Streets are places too - but you’d be forgiven for thinking most councils hadn’t got the memo, argues Hank Dittmar
I was reluctant to write this column about street design, as the past decade has seen a positive change in our approach to the design and management of city streets. Beginning with 2007’s Manual for Streets, there has been a recognition that streets are public realm, that cars are not the only or even the primary users of city streets, and that designing for slower speeds can save lives. The 20mph speed limit has been adopted for a quarter of London’s streets, and busy corridors and junctions all over are being redesigned to accommodate cyclists and pedestrians.
But it’s still not good enough. Outside London, the Manual for Streets is often viewed as slightly daft national meddling, and planners and county highway engineers still insist on banning on-street parking, requiring excessive turn radii, and installing guard rails and bollards to inhibit those pesky pedestrians. Speed limits are excessive and the notion that one can design a street to reduce speed, improve safety and still maintain throughput is not yet accepted.
Even in London, street design and urban design are not well integrated. The latest generation of reconfigurations stress cycle accessibility and expanding pedestrian space, but they tend to do so by leaving vast leftover spaces, reclaimed from the street but lacking a purpose or the features which would attract people to linger.
The recent changes at Archway are a case in point. The new junction seems to work well for the car and the cyclist and the junction is easier to cross if one is walking, so that is all to the good. But the large paved area reclaimed from the carriageway lacks definition and feels windblown. I fear the same will be the case at Old Street roundabout and at Highbury and Islington, both of which are getting the peninsular treatment.
Even the celebrated Exhibition Road has its problems, despite the care that has gone into it. The southern part, as one approaches South Kensington tube station, has really come alive since the Dixon Jones remake. It works because it is enclosed by buildings on three sides and by the visual termination of the streets, making it a place for people. The museum section of the street is more problematic. Too long to be a shared space, its ambiguity fails to discourage speed and confuses pedestrians. This muddle about what kind of place it is could have been remedied by redesigning it as a slow speed walkable city street, with wider pavements, a landscaped median and quality materials.
I suspect all these projects suffer from the same conceptual failure. While they recognise that the 20th-century approach to street design has failed both to manage traffic and accommodate pedestrians and cyclists, they then set out to solve these as circulation problems, rather than first defining what kind of place the junction or corridor wants to be. At Archway, this means a big space that is left over when perhaps the answer might have been a kiosk, a monument or a building defining the space.

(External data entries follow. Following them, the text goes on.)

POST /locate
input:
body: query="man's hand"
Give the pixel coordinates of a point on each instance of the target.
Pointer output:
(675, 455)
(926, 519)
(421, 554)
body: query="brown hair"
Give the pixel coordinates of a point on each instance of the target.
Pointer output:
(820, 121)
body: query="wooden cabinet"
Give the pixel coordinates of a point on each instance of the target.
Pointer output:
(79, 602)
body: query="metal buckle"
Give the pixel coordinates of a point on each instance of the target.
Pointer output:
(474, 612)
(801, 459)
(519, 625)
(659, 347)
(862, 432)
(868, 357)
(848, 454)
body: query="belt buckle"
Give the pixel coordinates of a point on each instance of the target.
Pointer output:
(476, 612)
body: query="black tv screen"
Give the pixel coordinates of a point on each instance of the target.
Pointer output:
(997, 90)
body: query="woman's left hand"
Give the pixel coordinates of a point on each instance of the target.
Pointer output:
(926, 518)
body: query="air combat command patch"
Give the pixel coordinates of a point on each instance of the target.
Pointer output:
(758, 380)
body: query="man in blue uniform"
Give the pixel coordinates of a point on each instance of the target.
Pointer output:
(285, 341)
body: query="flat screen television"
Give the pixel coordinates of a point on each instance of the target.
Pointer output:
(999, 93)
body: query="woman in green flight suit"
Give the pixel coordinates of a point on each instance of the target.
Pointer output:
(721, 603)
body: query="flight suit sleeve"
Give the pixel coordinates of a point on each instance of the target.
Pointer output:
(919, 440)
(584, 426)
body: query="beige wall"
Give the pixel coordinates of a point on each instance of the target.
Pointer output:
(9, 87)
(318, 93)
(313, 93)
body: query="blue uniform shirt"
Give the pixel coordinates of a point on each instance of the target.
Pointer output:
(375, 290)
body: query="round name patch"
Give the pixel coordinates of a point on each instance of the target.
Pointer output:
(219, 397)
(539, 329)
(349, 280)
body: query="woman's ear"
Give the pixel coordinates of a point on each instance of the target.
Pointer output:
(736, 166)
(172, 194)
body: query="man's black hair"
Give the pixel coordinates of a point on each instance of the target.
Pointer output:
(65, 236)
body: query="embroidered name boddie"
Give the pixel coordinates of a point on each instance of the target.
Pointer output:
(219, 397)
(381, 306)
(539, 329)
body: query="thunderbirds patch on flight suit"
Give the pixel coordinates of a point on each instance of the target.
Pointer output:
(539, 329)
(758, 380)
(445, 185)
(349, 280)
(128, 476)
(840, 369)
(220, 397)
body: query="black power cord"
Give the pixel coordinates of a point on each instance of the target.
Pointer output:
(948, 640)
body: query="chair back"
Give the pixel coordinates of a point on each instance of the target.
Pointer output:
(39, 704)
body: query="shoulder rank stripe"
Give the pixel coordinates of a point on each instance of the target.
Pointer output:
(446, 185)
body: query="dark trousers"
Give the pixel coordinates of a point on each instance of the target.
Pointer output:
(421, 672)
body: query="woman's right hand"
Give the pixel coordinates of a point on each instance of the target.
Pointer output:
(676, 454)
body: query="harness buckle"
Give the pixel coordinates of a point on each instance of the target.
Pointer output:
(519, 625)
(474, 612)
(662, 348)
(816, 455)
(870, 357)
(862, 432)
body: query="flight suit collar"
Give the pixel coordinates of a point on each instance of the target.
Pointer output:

A couple of years ago American colleagues Victor Dover and John Massengale asked me and other designers to name our favourite streets for an excellent global survey called Street Design. Their book urged engineers and architects to think of streets as different kinds of places first, and also to keep things simple. In London, they liked Kensington High Street better than Exhibition Road, for its simplicity, quality materials and legibility. Westminster’s work around Piccadilly, Regent Street and St James’s has the same sensitivity, and one hopes that this care will guide the pedestrianisation of Oxford Street.
My favourite street was Seven Dials in Covent Garden, designed by a property developer in the 1700s. This junction of seven streets with buildings on all sides and a monument in the middle is a triumph of place-making, a space to meet, and it and the streets radiating out from the monument have been improved greatly by the addition of granite setts, cobbles and the removal or guardrails and signage.
Transport for London and several London boroughs have made great progress in accommodating all users of the street, and the next step is to evaluate all of the projects underway as places as well as traffic conduits, and to better integrate urban design and architecture into the process.
The progress in the rest of the country is less even, and the push to get new housing built has not advantaged better place-making or street design. It might be just in time for an interdisciplinary conference on street design, evaluating progress over the past 10 years, looking at global best practice and setting some aspirations for the next decade.